Nun ist es also amtlich: Trotz Widerspruchs hat der Fakultätsrat der Philosophischen Fakultät an der TU Chemnitz die Entscheidung zum Entzug von Mario Voigts Doktorwürde bestätigt. So berichtet zumindest der 'Stern'. Offenbar wurde die Angelegenheit am 15. Juli nochmals geprüft, sowohl in Bezug auf Rechtmäßigkeit als auch auf Zweckmäßigkeit, wie ein Uni-Sprecher gegenüber dem Magazin betonte. Das Ergebnis? Widerspruch abgelehnt – Voigts Anwälte wurden zwei Tage später informiert.
Natürlich bleibt das nicht ohne Folgen. Mario Voigt, Thüringens Ministerpräsident, lässt das nicht auf sich sitzen und zieht vor das Verwaltungsgericht. Laut seiner Anwaltskanzlei war das Verhalten der Uni angesichts des bisherigen Verlaufs nicht gerade eine Überraschung, aber dennoch in vielerlei Hinsicht fraglich – etwa bei Bewertungskriterien und Verhältnismäßigkeit.
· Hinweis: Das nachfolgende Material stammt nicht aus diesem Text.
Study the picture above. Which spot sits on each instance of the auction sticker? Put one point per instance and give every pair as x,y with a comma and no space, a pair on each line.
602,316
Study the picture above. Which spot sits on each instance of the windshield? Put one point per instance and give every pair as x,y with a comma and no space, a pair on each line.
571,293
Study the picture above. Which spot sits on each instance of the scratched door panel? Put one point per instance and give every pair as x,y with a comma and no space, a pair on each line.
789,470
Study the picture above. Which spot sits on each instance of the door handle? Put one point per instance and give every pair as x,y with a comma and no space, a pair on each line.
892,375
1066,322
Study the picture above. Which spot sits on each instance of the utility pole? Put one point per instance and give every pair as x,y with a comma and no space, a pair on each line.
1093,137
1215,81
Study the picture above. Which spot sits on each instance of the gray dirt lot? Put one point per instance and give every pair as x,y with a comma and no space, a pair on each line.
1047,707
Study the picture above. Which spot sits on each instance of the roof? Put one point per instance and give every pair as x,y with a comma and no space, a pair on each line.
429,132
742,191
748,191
Eine Klage wird vorbereitet.
Interessant ist auch die Verteidigungsstrategie: Die Anwälte werfen dem Fakultätsrat Willkür vor, weil selbst nach Ansicht eines neutralen Gutachters die Voraussetzungen für einen Entzug eigentlich nicht vorlagen. Dass die Uni Voigts Arbeiten prinzipiell als eigenständige wissenschaftliche Leistung anerkennt, diese aber trotzdem den Titel aberkennt – das verstehen Voigts Juristen laut eigenem Bekunden überhaupt nicht.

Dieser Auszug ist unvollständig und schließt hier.